Until this week.  In the process of trying to diminish my download files, I ended up wiping out most of the document files on my Mac.  After my panic had subsided enough, I bought some recovery software (probably not the best one I could have, but it gave me a free download to try it out), and I've managed to recover what seem to be the most important files (after long days of painstakingly opening, sorting, and filing over the last week).  Some are still accessible elsewhere, having been uploaded with webfiles on Owldroppings,  but the short-term stuff (some recent journal entries, budget files, and lists of which ancestors lived with whom every ten years between 1850 and 1930) is gone, like much of my own short-term memory. And so are the e-mail letters I transcribed from my father when I decided to preserve them in case my e-mail account tanked. These I will miss the most.

Only a week or so before this happened, I had mentioned to the Beloved Spouse that I really needed to get an external hard drive to back up my stuff. But, still being something of a procrastinator, I hadn't gotten around to it. Well, now I have. There's a nice, compact little 1T machine plugged into the Mac to aid my Time Machine so that I don't have to go through this again.

In the meantime, I've probably lost my P22 fonts (although I haven't tried to recover graphics and images; the scans are saved so I can do that later), along with stuff I probably don't remember I had. Which is undoubtedly a good thing. I could get the fonts back, even though they're on 3.5" floppies (I've got a USB floppy drive)--except that we recycled them earlier in the summer when we started cleaning out the garage.

I'm getting over it--probably as a side-effect of Black Heart (the ability to forget losses engendered by the frequent up-rootings of life as a military brat). I'll eventually go back over the Ancestry census files I've attached to ancestral names in order to reconstruct the Excel files I built to help sort out familial mysteries (such as which Hannah Scofield is really my grandfather's grandmother). I'll rebuild my new budget template, which will be relatively easy now that it lacks two major expenditures per month (the mortgage and the Jeep having been paid off--although my "red-letter day" account of the events is now gone from my journal), and two fewer paydays. I'll probably wake up in a cold sweat some night not long from now, upon suddenly realizing that something critical is missing and I haven't yet realized it, but I'm hopeful that I've come through the worst of it.

I did manage to recover the stories I've been working on over the years, and both Word and .pdf versions of More News From Nowhere (in case the web version disappears in the EMP).

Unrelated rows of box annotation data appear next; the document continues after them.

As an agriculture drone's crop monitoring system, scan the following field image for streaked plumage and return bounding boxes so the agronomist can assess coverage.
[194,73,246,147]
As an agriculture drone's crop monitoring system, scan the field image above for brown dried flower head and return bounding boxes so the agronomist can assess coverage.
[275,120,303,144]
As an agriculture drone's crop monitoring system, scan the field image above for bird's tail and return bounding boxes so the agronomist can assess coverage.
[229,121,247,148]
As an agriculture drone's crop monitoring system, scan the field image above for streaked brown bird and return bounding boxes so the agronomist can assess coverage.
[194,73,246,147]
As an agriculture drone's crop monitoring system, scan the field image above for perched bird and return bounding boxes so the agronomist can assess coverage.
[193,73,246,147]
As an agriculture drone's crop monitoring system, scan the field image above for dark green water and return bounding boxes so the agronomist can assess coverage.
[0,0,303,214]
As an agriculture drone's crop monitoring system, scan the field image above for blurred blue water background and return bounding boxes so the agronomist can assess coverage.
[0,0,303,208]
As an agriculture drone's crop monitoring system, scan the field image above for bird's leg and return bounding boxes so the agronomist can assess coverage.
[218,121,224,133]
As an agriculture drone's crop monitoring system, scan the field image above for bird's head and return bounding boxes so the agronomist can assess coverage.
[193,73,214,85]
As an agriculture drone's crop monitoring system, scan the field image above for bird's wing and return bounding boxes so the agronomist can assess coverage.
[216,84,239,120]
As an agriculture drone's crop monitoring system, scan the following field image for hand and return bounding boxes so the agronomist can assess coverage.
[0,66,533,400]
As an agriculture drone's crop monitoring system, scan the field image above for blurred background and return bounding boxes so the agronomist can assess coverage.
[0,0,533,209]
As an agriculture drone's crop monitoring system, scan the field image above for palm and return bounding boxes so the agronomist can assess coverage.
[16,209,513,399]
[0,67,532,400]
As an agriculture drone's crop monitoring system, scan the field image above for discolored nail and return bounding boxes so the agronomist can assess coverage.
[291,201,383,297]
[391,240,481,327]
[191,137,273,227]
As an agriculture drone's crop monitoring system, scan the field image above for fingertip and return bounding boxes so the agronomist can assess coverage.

Even the most recent of my "Old Bats In Space" efforts was recovered. Its potential loss may have been my biggest fear because I'd spent a couple of weeks revising it and bringing it up to date, just before the end of July.  Nothing after July 31 seems to have survived at all.

Thus, in an effort to start fresh, I've redesigned my blog template a little--although it's only temporary. I need to work on it more, but thought that the new banner and template might help to cheer me up and get me back into the spirit of things.

That, and I will be taking advantage of Google's archiving tools.  I'm not sure what I'd do if I lost the last 9.5 years of the Farm. The image on the banner, by the way, is another shot from Winter 2014--taken at Uhlmeyer Spring.

What this experience has taught me is that the current mania for simplifying, de-cluttering, and paring down may have serious consequences for those of us who value the past. I'm certainly going to be a great deal more careful about what I toss--and how I go about "deleting.". My children don't know it yet, but they're the ones who will have to do the final sorting, because I'm going to be much more reluctant to diminish the family archives while anyone's still around who might care about them.